Dave Leitao’s team continues to struggle in 2008.
On the other end, a shuffled starting line-up seemed to be an effort to spark a Virginia offense that continues to struggle. But the maneuver – Jamil Tucker made his first career start and Jeff Jones returned at the two guard – didn’t breathe life into the scoreboard. The two inserted starters combined to shoot 3 of 16 in the game and scored just 10 points.
But Tucker (2 of 10, 6 points, career-high tying 9 rebounds) and Jones (1 of 6, 4 points, 4 rebounds) were not the only Cavaliers who failed to produce offensively. The visitors shot 33.3% from the field (22 of 66), 4 of 19 from 3-point range (21.1%), and 64% from the free throw line (16 of 25). Take out Sean Singletary (7 of 18), Ryan Pettinella (6 of 7), and Jerome Meyinsse (1 of 2) and no other individual broke the 30% barrier in the percentage column.

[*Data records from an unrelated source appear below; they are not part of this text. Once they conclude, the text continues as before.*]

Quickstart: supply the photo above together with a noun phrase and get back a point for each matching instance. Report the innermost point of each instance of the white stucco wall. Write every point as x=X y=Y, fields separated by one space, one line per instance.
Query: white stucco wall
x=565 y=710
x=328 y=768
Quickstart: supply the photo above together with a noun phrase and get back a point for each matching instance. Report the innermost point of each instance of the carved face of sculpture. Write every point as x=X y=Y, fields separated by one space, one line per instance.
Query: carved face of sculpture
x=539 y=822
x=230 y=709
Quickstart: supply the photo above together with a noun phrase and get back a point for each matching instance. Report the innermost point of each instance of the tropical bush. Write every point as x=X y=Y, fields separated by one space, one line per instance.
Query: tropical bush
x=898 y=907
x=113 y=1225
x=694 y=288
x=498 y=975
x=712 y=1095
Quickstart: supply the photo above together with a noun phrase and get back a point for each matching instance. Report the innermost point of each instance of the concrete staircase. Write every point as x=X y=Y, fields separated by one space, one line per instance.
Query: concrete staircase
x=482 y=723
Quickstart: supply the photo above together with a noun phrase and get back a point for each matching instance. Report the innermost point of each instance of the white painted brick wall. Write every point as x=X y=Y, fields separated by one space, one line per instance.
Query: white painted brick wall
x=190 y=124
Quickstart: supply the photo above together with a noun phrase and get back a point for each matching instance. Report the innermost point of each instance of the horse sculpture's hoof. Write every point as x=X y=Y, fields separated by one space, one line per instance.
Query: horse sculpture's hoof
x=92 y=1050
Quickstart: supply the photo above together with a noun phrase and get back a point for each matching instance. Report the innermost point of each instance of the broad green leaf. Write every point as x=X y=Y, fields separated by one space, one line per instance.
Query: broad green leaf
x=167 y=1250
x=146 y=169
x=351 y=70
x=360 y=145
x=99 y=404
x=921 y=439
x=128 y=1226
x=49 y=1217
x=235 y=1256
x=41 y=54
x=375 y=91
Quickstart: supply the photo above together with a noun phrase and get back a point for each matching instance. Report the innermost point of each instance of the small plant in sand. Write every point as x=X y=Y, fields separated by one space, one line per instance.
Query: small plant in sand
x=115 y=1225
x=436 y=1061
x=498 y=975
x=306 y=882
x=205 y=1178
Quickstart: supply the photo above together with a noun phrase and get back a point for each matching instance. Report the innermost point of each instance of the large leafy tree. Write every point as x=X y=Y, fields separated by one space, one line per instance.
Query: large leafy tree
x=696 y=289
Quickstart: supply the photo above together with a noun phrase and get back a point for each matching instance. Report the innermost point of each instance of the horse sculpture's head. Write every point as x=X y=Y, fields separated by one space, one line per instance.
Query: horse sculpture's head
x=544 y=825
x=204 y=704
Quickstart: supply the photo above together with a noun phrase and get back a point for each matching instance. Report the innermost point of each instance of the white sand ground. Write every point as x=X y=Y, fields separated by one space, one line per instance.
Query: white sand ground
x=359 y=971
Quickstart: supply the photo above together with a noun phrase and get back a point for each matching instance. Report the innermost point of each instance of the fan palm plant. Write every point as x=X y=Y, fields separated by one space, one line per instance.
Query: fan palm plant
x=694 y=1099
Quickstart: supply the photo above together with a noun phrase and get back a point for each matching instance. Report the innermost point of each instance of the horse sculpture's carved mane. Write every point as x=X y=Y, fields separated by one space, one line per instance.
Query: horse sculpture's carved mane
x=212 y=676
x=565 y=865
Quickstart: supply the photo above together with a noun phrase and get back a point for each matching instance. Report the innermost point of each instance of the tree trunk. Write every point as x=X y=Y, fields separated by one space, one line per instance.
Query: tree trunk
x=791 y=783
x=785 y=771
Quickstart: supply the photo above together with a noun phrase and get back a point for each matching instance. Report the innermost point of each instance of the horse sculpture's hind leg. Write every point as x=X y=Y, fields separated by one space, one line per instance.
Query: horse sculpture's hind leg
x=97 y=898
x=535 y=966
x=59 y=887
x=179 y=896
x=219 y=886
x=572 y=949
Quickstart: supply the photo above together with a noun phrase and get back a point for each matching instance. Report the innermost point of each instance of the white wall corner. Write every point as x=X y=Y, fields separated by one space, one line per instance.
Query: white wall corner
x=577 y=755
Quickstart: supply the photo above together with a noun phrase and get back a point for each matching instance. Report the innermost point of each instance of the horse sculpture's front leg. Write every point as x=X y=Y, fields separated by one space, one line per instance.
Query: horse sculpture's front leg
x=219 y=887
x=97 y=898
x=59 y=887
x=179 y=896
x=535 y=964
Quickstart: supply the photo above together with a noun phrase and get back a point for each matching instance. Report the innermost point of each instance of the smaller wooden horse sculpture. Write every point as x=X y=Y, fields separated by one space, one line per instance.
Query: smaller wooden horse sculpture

In the end, Singletary and Pettinella were the only Hoos to crack double figures. Singletary finished with 21 points, 3 assists, and 2 steals. That marks the 44th consecutive game that the Cav point guard has reached double figures; he also scored 20 or more points for the 37th time in his career and the 10th time this season. Pettinella posted his second career double-double with 12 points and a career-high 11 rebounds.
“There’s only one result and that’s to score more points than the other team. And when that doesn’t happen, then it doesn’t work,” Leitao said of the shuffled starting group. “We’re giving guys opportunities based on their performance in practice. And that was the decision, based on practice.”